Mainstream computers (this means every PC, Mac or otherwise) are binary computers without exception. We store our data on hard drive that write the data as binary (ones and zeros only please).
The blocks of data that you write to the hard drive are done in blocks which are ALWAYS multiples of 512 bytes. For example, 512 bytes, 1024 bytes, 4096 bytes.
There was an example of the Linux command "dd" use which was:
The problem has an easy solution:
The OS needs to start using SI prefixes correctly. Linux already does.

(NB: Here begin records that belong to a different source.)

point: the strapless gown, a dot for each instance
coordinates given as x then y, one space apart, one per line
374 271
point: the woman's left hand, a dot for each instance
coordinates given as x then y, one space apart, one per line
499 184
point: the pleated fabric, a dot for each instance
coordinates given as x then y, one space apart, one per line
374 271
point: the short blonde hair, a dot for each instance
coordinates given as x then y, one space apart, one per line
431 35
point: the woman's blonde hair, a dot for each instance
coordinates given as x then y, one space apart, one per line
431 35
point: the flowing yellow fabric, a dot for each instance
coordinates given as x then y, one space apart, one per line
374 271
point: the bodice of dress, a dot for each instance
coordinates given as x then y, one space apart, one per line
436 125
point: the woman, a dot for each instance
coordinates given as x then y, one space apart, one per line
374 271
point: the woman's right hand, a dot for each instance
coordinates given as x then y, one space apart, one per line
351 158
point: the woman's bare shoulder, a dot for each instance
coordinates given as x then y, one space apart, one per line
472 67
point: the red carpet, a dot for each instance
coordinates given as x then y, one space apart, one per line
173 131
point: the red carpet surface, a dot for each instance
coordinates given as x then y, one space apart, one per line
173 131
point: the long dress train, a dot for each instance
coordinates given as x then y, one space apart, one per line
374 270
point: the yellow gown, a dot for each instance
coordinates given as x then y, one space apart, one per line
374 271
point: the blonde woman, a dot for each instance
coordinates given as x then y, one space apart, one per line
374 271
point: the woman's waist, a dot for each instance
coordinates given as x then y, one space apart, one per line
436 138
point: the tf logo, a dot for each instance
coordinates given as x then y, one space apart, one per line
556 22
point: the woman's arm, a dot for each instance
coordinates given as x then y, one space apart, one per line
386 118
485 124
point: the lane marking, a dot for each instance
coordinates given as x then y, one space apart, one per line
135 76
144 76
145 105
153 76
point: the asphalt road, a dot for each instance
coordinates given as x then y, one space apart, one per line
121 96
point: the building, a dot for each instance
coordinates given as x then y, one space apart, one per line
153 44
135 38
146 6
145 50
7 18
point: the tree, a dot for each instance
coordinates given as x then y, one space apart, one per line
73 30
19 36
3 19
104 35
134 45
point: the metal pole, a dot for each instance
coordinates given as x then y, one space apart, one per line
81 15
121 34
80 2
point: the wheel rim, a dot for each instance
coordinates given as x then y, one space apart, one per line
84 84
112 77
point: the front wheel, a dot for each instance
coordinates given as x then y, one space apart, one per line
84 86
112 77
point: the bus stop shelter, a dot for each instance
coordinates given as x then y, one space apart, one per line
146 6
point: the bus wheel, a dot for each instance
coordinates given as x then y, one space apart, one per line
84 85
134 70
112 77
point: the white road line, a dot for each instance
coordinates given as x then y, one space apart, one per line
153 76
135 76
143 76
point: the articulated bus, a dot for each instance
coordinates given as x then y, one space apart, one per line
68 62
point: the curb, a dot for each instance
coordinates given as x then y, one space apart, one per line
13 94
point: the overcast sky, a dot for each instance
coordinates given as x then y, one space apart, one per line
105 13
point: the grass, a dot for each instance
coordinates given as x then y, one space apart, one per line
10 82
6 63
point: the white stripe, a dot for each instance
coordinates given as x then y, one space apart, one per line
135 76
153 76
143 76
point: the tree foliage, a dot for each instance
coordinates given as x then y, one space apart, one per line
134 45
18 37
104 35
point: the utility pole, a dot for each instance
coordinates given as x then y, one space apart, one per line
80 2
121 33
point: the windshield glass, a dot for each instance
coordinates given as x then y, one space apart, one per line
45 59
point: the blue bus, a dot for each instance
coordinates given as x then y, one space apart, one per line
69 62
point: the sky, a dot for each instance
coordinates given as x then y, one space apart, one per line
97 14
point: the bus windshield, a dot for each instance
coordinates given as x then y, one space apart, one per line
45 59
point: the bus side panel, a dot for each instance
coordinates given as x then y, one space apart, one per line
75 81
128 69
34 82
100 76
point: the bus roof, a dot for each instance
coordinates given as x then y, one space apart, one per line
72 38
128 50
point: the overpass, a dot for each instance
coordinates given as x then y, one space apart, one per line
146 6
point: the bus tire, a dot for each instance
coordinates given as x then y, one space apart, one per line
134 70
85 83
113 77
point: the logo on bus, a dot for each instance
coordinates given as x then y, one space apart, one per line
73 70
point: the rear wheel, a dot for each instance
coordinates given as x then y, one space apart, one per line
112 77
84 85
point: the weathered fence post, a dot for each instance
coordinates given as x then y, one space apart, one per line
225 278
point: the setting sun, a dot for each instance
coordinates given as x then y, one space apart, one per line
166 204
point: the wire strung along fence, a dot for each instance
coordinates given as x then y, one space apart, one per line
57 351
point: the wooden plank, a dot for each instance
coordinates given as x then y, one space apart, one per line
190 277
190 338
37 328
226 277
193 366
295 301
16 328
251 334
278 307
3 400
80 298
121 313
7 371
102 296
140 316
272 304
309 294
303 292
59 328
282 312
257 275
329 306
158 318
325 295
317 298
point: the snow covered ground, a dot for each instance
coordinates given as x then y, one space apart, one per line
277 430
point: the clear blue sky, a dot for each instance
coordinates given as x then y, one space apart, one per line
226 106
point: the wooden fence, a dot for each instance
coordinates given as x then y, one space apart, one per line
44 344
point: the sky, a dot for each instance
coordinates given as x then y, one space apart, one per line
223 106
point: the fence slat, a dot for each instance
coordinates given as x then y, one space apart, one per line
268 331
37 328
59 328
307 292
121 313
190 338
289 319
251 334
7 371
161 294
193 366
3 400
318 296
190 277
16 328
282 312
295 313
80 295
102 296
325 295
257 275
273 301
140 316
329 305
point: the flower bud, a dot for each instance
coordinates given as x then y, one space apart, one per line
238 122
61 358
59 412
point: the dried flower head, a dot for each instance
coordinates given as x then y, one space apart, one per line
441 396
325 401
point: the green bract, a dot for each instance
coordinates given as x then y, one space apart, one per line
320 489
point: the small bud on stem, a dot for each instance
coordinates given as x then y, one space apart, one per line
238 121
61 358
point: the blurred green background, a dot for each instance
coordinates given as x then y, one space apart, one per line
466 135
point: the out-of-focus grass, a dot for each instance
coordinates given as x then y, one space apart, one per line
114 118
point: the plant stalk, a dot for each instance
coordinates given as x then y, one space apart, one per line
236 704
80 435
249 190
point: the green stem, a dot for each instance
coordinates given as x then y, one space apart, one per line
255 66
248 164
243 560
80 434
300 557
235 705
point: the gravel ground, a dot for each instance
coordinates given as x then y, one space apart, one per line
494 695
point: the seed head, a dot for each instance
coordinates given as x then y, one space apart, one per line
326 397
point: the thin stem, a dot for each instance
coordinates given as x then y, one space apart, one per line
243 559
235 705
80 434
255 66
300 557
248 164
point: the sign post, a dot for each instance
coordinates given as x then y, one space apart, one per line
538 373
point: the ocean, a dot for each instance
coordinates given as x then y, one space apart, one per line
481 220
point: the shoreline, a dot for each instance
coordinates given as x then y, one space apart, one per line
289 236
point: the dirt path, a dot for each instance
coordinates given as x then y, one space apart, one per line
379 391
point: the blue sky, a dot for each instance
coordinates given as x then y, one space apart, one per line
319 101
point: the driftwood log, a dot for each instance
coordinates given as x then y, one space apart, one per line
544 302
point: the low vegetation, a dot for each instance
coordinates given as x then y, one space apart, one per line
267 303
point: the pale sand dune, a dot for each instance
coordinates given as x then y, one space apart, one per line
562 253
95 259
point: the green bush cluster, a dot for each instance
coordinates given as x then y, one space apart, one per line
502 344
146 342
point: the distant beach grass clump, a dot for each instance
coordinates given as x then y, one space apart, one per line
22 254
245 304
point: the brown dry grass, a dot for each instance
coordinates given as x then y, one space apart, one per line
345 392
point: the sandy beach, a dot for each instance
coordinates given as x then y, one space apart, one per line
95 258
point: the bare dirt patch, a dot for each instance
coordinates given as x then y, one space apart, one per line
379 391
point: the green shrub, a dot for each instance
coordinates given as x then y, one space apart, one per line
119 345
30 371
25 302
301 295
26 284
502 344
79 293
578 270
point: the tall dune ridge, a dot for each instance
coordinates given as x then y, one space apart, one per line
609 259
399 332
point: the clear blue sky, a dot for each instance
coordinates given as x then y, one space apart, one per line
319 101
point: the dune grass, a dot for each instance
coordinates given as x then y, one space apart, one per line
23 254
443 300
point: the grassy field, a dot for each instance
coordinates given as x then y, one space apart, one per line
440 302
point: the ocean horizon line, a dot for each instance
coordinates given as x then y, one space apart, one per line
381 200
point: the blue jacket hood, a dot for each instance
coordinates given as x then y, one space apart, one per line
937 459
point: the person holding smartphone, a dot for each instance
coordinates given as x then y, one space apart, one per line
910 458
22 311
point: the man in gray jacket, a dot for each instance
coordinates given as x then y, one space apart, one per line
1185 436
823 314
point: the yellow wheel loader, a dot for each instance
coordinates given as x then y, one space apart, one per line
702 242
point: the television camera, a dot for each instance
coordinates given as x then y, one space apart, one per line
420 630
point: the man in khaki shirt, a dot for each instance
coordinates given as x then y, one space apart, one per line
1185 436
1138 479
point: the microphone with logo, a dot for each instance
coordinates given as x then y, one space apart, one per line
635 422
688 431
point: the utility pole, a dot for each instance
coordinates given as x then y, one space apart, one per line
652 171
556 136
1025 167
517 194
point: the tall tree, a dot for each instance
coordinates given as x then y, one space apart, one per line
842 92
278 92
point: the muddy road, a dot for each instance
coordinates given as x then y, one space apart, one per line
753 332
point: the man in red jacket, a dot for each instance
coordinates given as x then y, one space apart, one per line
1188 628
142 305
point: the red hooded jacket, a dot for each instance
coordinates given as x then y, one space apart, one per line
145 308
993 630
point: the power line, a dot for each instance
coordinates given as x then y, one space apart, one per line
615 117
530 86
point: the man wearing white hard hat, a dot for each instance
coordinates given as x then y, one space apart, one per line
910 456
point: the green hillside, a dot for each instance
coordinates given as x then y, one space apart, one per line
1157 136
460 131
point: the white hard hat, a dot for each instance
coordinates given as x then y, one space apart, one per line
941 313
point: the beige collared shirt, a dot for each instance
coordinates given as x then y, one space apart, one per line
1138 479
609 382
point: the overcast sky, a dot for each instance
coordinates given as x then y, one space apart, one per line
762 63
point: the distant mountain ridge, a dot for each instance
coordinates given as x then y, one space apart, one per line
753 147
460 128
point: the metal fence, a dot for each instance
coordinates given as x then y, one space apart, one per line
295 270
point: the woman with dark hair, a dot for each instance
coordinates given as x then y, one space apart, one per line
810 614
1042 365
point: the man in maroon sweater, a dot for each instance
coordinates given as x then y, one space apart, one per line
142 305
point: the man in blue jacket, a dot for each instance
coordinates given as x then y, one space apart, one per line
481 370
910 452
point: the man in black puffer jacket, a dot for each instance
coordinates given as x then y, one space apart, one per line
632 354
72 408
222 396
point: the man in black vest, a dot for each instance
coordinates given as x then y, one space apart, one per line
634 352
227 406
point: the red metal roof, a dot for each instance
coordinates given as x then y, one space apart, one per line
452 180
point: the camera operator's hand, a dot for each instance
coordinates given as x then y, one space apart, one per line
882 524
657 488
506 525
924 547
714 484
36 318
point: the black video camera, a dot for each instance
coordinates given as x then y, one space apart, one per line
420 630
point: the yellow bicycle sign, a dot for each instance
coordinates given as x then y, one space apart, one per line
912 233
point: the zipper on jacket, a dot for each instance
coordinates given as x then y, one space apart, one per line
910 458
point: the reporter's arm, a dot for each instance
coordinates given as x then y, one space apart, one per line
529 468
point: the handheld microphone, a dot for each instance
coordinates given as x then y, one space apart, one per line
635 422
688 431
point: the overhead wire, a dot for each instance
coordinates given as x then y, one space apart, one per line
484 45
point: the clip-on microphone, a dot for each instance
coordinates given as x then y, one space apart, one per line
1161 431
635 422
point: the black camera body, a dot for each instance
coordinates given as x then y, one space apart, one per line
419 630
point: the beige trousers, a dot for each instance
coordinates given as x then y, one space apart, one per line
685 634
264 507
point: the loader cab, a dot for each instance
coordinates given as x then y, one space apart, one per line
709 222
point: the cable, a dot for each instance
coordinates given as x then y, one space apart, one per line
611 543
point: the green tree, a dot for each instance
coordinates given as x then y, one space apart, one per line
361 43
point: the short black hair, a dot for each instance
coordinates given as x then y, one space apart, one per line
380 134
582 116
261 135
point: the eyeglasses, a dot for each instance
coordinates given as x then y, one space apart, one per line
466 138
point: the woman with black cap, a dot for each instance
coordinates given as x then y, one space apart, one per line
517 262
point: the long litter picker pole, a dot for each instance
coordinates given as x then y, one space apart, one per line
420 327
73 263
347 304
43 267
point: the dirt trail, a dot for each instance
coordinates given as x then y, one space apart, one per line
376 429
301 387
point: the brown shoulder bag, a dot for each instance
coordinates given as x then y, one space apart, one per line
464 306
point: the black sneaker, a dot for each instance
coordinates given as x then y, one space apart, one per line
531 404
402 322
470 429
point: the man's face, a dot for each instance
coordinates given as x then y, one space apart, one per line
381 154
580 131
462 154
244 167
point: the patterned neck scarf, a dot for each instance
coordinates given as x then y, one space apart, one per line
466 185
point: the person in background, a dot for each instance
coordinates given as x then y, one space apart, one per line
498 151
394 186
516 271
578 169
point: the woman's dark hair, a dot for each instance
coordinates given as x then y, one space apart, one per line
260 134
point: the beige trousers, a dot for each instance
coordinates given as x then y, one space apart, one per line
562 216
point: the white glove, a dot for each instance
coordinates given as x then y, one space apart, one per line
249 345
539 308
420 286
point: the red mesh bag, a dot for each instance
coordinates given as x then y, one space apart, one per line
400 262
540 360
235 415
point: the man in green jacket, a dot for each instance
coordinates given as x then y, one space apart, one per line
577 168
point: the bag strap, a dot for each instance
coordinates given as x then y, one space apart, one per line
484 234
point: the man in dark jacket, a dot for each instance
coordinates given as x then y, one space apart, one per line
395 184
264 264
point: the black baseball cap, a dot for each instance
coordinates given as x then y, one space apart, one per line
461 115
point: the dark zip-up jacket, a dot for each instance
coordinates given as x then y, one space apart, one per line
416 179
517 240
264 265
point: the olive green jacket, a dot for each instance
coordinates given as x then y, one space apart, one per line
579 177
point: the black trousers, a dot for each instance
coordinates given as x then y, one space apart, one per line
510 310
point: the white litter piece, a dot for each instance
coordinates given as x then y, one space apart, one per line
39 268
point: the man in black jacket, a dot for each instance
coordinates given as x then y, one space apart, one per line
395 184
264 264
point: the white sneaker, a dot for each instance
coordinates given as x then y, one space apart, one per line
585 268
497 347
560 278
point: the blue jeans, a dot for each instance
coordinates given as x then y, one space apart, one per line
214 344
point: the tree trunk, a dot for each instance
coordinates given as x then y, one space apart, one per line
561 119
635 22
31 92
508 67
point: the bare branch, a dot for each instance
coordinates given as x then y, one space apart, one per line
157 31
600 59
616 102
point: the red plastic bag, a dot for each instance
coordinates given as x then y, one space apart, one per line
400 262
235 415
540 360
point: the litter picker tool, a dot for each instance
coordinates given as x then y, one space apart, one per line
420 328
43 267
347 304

$ dd if=/dev/zero of=test bs=1MB count=10
10+0 records in
10+0 records out
10000000 bytes (10 MB) copied, 0.0261481 seconds, 382 MB/s
There's no reason to use powers of two for displaying file sizes. It's ridiculous and makes it more confusing for the user.
Sean on September 11, 2007 03:38 PM
This is a horrible example I/O use. The bs variable should also be one of the above examples block sizes (512, 1024, 4096) and specifically should be the block size of the filesystem to which you are writing. I agree the Linux is literal in its interpretation of MB but you are using the "dd" command poorly, Sean. Linux will do what you are asking, but please don't waste your lovely OS's time with commands like that.
Finally when you are referencing data in the processor you use binary to do so and we humans read hexadecimal more easily. In hexadecimal, 1024KiB is 0x400 KiB. 1000 KB is is 0x3E8 KB in hexadecimal.
If you want to use metric, be an engineer. Meanwhile, leave my metrics alone. 1024 bytes is 1 KB. The computer knows this. The programmer knows this. Even web developers use hex. Colors codes are hexadecimal.
Do mechanical engineers want me to redefine 1 meter as 99.53 cm? No, they don't. Leave your decimal out of my pure binary computer.